My Favorite Song ~異世界で伝説のセイレーンになりました!?~ 1
ラグは困ったように一度大きく溜息をつき、
「ったく、泣くくらいだったら一人で勝手に行動するな! 前にも言っただろうが!」
……結局、怒鳴られてしまった。
「だって、っ、ラグが……っそれに、ラウト君が……ブライト君も、二人ともすっごく足速くて」
「はぁ?」
我ながら支離滅裂なことを言っていると思ったが、まず何から説明していいのかわからなかった。
話したいことが山ほどある。
泣いている場合ではないと、私はもう一度気を引き締め涙を拭ってラグを見上げた。
「ごめんね、もう平気! えっと、セリーンは? ……そうだ、ライゼちゃんとヴィルトさん心配してなかった?」
「あの親子は知らねぇが、セリーンの奴もこっちに向かってるはずだ。……とにかく早く戻るぞ。こいつが目を覚ますとまた厄介なことになる。

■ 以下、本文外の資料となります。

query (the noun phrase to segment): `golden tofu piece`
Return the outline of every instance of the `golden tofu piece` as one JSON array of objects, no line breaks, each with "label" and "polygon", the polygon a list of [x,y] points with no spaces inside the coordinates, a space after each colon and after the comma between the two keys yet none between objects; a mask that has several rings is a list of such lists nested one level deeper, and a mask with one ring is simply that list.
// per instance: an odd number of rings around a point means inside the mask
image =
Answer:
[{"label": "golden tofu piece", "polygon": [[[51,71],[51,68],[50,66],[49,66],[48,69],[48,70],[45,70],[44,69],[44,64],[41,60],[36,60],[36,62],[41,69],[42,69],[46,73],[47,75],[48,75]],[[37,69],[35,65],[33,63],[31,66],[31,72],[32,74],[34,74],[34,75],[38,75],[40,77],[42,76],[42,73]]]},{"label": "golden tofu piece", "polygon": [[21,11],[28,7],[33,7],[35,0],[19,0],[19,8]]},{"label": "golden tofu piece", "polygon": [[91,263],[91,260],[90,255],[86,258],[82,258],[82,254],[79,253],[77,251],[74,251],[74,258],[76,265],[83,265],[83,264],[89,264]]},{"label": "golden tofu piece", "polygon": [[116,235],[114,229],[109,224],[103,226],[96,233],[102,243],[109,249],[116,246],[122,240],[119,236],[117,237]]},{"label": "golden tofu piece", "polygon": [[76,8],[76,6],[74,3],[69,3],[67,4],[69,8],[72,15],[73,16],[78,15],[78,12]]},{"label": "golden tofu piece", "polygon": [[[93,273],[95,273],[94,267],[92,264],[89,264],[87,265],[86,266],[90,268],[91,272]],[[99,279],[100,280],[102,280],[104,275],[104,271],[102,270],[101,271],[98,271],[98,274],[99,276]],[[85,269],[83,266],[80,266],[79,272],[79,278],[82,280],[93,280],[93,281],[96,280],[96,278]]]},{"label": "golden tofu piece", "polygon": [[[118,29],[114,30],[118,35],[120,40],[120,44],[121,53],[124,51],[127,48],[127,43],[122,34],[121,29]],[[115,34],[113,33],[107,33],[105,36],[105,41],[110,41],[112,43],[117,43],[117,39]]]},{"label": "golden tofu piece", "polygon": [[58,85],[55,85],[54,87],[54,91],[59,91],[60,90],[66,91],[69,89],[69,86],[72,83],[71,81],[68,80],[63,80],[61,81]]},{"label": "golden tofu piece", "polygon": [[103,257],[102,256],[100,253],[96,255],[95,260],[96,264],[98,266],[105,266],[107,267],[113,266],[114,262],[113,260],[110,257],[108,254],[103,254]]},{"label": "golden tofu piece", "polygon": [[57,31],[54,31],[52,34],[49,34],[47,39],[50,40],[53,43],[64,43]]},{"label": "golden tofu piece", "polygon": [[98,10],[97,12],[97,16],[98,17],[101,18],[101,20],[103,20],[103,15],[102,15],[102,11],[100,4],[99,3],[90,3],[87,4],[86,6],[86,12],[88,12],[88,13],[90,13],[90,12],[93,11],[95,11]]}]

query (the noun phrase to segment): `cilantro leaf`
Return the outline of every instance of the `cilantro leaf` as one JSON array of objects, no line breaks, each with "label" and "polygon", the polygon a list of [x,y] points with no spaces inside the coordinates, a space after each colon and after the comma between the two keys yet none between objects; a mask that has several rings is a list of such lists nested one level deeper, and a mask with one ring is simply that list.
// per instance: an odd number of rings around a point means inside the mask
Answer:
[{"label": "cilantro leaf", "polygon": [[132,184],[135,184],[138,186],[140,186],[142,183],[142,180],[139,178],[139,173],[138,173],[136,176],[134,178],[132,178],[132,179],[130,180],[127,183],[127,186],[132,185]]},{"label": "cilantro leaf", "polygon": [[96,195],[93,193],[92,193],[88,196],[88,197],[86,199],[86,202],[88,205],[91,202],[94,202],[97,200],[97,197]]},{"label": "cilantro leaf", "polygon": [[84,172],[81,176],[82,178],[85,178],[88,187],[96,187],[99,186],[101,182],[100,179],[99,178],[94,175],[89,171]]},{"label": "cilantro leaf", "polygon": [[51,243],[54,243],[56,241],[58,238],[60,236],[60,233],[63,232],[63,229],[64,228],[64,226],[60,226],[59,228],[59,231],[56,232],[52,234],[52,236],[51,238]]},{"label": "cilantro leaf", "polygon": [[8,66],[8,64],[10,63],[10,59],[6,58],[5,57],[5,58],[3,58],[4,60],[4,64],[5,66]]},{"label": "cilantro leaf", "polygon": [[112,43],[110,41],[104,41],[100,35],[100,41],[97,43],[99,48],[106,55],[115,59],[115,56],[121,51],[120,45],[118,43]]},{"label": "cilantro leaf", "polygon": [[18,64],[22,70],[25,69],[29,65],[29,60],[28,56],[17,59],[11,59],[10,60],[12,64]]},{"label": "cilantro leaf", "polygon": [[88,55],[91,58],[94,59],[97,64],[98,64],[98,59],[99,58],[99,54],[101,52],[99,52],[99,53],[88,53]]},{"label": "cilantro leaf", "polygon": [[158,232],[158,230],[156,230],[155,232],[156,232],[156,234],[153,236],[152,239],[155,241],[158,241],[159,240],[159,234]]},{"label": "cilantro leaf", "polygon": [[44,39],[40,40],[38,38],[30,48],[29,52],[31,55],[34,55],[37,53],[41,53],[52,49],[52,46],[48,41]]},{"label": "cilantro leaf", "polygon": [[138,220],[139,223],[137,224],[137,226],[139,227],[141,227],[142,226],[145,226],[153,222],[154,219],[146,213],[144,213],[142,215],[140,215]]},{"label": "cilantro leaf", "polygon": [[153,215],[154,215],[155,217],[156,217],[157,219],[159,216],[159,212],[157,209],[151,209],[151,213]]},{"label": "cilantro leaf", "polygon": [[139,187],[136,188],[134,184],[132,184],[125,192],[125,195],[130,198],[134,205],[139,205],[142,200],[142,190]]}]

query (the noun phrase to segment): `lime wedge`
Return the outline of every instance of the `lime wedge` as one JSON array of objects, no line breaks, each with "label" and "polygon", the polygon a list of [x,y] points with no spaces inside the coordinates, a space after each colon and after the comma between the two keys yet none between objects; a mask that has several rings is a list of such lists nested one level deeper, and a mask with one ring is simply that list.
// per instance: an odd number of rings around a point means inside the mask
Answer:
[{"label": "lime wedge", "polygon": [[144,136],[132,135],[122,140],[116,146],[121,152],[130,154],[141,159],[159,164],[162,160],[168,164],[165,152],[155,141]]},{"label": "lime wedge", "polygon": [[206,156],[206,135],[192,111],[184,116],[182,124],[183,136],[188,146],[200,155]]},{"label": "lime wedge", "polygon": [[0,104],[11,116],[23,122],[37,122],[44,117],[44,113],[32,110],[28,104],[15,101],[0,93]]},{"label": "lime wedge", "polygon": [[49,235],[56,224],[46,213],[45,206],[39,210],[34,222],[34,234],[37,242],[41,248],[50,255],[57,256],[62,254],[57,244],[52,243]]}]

ほら、もう立て」
ラグは転がっている男を一瞥すると、私の腕を取りゆっくりと立ち上がらせてくれた。
少しふらつくもののどうにか立てた私はもう一度男を見下ろす。
「この人、この国の人じゃないよね」
「あぁ、どう見たってランフォルセの奴だ」
汚いものでも見るように彼を見下ろすラグ。
――やはりそうだ。
おそらくラウト君が会おうとしていた人物。
「まずかったかな……」
「あ?」
「だって、私顔見られちゃったし、それにこんな……。起きたらフェルクの人達に酷いことするんじゃ」
言いながら事の重大さに気付く。